STEP 3:Unplug the harness coming from the stator, it has 4 wires. Go ahead and remove the wire going to the neutral light switch to get it out of the way.
That leaves 3 wires, you will use two. One of the wires will need to be grounded, the other goes to your coil. The pink wire goes to the coil, the yellow wire goes to ground. The other(white) is not used. If you cannot make out the color, on mine the harness plug has 6 slots for connections. There should be only three with wires still left.If you laid the plug flat there are two wires on one end that are like top and bottom and one wire should be off to the side in the row with 3 openings. That wire goes to the coil. One of the other two goes to ground. Just hook it up and see which wire gives you spark at the plug. The other wire is unused.At this point your bike should run fine but don't run it without installing the AC coil. You could check to see if it would crank even with the DC coil but do not run it long or ride it without the AC coil installed, it can cause holes in pistons and other nasty things to happen.
STEP 4:Wire you up a standard kill switch (button ground) or whatever you like.Remove the rectifier and all the unnessary crap like fuses and excess wires and enjoy the simplicity. Play with your timing a little if you want but remember the magnets and coils still have to be aligned instead of the holes.
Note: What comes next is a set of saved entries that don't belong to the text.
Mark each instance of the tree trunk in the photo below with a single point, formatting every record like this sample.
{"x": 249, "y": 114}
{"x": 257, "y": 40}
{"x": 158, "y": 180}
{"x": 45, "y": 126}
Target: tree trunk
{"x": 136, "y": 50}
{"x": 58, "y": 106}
I plan to remove the unused windings ( coils) on the stator soon and will let you'al know how that goes. One of those coils left will have to be grounded to complete the circuit so keep that in mind if anyone wants to go ahead and do this.
THANKS TT, my SL runs great and yours should too!!!

1 comment:

  1. I was reading about that last week. My concern was running it at full advance and jamming washers in there.